After hacking Facebook CEO Mark Zuckerberg's Pinterest and Twitter accounts, hacker group OurMine's next high-profile target was former Twitter CEO Evan Williams' Twitter account. Now, the notorious hacker group has attacked Google CEO Sundar Pichai's Quora account.
TheNextWeb reported that the three-member hacker group's MO involves exploiting a website's vulnerabilities and is rebranding itself as a "security firm."
OurMine told TNW: "We are just testing people security, we never change their passwords, we did it because there is other hackers can hack them and change everything [sic]."
OurMine had reportedly posted the word "hacked" on Pichai's account and followed it up with "Hey it's OurMine, we are just testing your security, please visit OurMine to upgrade it." These words from OurMine have almost become a calling card of sorts for the group.

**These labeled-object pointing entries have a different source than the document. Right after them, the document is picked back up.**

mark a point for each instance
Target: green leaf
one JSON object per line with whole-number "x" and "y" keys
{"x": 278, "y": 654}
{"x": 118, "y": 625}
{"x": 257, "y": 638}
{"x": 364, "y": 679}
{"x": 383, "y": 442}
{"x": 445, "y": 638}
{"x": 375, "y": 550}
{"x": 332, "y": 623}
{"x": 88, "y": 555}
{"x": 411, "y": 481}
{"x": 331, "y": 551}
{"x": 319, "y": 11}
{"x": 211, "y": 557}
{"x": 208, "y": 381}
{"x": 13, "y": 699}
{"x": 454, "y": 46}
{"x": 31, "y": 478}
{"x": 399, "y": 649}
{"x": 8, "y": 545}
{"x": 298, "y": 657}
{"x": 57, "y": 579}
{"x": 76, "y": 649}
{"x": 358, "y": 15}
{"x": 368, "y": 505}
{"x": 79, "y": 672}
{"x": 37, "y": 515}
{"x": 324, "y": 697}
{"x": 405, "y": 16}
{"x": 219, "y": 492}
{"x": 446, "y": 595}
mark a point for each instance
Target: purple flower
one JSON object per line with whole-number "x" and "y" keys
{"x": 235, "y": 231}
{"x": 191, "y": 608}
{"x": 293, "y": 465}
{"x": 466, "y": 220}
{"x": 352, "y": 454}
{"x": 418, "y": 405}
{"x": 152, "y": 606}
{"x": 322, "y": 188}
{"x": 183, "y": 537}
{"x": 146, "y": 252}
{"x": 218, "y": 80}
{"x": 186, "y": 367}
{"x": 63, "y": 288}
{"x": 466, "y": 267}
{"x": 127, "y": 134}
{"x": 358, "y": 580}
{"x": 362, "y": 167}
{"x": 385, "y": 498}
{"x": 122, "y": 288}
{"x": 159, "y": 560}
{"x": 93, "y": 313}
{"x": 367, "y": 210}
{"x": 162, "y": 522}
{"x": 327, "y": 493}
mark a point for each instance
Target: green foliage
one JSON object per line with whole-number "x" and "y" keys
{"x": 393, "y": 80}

"We are just trying to let them know that nobody is safe," OurMine had told Mic. OurMine also has a security check-up plan for social media accounts that people can sign up for $5,000 per scan. The team in turn tells them whether their accounts are hackable.
OurMine had also asked Sundar Pichai to visit ourmine.org to upgrade his security.
On their website, OurMine offered two types of services: personal account security and company security.
The group offers to scan customers' accounts and websites for weaknesses and vulnerabilities and offer ways to fix the flaws. The group, as a mark of professionalism, also gives users a money-back offer if their service didn't work.
Interstingly, their packages range from as little as $99.99 for individual user accounts to $5,000, where the group promises to "scan all staffs in the company," "websites of the company" and "scan application."